Gender Differences in Time-Frequency EMG Analysis of Unanticipated Cutting Maneuvers

BEAULIEU, MÉLANIE L.1; LAMONTAGNE, MARIO1,2; XU, LANYI3

Medicine & Science in Sports & Exercise: October 2008 - Volume 40 - Issue 10 - pp 1795-1804
doi: 10.1249/MSS.0b013e31817b8e9e
APPLIED SCIENCES: Biodynamics

Purpose: The purpose of this study is to compare the time-frequency characteristic, using nonlinearly scaled wavelets, of the EMG signal as well as the three-dimensional (3D) knee kinematics of female and male elite soccer players performing an unanticipated cutting maneuver.

Methods: Fifteen female and 15 male elite soccer players performed several cutting maneuvers during which EMG of eight muscles of the leg and 3D kinematics of the knee were recorded. To create an unanticipated condition, the participants executed one of three tasks, which were signaled to them with an illuminated target board.

Results: Male participants generally executed the unanticipated cutting maneuver with a quadriceps activation of higher frequency components.

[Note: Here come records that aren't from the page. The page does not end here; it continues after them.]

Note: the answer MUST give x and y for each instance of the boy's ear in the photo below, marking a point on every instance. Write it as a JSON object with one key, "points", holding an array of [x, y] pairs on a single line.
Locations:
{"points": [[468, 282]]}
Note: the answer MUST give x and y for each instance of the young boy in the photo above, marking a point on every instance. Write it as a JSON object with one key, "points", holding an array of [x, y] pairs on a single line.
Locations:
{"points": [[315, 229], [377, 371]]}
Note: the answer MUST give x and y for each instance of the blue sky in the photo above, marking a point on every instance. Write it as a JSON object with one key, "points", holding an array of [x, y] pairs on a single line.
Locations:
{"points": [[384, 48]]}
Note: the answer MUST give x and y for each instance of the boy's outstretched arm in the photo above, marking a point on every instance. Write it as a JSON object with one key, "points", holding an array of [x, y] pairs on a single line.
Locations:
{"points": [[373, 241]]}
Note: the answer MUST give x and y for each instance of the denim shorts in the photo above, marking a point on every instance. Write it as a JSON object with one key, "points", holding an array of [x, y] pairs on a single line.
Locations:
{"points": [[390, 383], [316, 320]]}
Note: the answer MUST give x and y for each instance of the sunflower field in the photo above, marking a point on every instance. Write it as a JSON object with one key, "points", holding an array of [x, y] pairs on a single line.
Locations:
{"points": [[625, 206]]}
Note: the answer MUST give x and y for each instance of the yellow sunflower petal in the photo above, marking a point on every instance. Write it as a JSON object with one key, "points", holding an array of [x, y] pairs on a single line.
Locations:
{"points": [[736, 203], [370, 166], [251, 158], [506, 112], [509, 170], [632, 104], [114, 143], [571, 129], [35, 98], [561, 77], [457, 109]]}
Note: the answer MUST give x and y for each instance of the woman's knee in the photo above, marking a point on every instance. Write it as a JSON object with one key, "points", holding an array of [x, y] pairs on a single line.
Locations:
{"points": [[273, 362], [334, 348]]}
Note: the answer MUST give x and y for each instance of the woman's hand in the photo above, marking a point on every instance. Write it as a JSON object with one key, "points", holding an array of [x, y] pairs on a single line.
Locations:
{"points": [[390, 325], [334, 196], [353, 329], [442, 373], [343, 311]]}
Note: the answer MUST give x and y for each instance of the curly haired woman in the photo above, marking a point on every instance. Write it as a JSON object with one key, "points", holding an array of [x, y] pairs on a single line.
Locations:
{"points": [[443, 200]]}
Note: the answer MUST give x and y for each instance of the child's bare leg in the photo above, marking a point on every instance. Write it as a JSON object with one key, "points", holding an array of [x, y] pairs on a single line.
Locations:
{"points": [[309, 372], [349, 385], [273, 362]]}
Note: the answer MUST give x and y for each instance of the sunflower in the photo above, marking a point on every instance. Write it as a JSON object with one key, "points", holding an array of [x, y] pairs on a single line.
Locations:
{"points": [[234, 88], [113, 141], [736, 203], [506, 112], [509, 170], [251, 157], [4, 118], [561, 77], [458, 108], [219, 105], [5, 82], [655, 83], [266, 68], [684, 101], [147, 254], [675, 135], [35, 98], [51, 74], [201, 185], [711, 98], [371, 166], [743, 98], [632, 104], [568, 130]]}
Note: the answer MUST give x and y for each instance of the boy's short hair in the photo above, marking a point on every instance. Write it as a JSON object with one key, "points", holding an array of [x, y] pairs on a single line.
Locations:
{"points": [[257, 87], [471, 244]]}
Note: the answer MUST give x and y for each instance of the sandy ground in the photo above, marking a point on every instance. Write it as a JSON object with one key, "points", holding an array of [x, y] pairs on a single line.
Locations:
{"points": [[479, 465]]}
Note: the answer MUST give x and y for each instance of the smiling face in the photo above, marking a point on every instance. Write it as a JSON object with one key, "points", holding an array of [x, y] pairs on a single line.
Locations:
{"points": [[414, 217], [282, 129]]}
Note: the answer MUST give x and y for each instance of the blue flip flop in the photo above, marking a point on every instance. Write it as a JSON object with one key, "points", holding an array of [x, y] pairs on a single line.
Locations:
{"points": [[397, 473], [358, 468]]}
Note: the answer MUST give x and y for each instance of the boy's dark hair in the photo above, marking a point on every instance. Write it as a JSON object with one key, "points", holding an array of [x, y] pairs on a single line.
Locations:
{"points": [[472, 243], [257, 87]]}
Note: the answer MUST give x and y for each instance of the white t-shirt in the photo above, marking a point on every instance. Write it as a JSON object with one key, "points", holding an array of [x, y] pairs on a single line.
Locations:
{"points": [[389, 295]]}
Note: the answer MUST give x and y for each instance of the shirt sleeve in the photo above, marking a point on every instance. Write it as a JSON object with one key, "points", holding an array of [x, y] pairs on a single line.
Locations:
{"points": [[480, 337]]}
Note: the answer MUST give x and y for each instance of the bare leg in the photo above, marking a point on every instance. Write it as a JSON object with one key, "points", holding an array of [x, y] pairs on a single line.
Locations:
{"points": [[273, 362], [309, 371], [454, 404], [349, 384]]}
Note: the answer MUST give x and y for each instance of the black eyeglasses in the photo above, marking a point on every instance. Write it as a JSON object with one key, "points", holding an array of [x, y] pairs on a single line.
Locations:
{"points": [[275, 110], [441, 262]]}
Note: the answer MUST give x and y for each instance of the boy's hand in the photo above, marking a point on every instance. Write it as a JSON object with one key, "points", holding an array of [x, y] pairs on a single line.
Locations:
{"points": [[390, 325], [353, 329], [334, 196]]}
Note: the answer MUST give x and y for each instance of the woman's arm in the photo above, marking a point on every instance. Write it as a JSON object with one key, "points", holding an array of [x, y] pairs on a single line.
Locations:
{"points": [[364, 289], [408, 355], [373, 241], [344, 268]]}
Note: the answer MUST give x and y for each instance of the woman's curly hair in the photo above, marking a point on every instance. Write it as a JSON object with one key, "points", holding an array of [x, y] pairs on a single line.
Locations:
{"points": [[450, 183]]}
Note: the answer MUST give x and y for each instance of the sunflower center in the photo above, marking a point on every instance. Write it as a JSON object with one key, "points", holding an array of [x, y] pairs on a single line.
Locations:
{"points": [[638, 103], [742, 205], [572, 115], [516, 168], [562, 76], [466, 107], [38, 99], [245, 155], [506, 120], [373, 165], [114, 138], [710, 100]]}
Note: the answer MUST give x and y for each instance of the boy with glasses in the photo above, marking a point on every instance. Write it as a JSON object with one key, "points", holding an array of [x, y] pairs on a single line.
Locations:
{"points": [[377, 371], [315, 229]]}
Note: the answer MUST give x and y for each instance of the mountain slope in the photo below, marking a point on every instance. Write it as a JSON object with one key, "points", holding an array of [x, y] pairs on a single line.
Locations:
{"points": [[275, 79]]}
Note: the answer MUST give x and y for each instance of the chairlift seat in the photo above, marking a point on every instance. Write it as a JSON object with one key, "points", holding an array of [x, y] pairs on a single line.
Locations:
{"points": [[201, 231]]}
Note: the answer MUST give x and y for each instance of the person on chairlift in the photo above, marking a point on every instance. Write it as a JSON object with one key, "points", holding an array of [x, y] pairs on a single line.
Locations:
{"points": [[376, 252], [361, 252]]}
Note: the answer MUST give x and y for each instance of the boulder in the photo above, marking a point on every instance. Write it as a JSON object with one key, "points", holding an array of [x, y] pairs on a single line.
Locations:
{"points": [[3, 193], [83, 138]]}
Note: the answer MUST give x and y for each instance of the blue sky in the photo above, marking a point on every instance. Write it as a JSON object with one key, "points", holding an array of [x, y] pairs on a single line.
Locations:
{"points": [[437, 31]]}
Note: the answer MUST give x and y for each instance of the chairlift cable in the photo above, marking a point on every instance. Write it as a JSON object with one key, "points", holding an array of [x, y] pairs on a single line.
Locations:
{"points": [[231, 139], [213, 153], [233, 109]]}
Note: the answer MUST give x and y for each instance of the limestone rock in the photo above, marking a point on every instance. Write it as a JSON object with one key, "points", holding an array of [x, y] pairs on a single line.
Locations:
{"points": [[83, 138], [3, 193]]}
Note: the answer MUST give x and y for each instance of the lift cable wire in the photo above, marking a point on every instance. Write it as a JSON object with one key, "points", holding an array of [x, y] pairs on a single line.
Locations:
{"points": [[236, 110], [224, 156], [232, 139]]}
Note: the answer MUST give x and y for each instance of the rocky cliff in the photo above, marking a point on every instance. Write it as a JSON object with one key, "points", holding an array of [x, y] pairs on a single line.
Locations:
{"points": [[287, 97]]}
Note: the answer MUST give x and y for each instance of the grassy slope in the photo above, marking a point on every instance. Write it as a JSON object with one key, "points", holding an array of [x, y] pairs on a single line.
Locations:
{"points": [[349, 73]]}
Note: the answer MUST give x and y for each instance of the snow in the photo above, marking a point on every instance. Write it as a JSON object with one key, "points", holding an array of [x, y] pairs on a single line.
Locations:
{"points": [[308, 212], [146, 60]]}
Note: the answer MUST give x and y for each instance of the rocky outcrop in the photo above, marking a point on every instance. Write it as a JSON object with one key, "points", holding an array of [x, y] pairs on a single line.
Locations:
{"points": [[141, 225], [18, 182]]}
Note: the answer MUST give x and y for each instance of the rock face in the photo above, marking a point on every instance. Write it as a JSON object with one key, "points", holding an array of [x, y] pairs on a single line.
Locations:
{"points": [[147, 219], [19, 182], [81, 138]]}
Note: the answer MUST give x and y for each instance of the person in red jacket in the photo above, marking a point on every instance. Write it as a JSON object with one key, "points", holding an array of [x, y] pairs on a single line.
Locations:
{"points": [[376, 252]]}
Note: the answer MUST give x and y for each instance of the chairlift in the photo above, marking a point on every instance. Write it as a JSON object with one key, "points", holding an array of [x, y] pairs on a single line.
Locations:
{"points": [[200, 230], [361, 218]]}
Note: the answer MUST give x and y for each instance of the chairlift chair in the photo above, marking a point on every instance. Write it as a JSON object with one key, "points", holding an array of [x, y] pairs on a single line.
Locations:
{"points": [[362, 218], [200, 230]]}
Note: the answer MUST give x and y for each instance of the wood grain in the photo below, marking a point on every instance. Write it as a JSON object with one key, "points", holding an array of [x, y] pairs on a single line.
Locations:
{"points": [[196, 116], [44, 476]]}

These gender differences were also found at initial ground contact (IC) for the vastii and biceps femoris (BF) muscles. These higher frequencies dominated the signal earlier in time for the BF and later for the tibialis anterior (TA) in women. Furthermore, women performed the cutting task with greater knee abduction than did the men.

Conclusion: Female athletes adopted a different motor unit recruitment strategy that was particularly evident at, and near, IC resulting in lower frequency components in the EMG signal of the lateral hamstring. This strategy may play a role in explaining the gender bias in anterior cruciate ligament (ACL) injury rates. Gender differences in knee kinematics were also observed, exposing the female ACL to higher strain, which may be the result of differences in neuromuscular strategies to stabilize the knee joint.

1School of Human Kinetics, and 2Department of Mechanical Engineering, University of Ottawa, Ottawa, ON, CANADA; and 3School of Biological Science, Lanzhou University, Lanzhou, Gansu Province, P.R. CHINA

Submitted for publication August 2007.

Accepted for publication April 2008.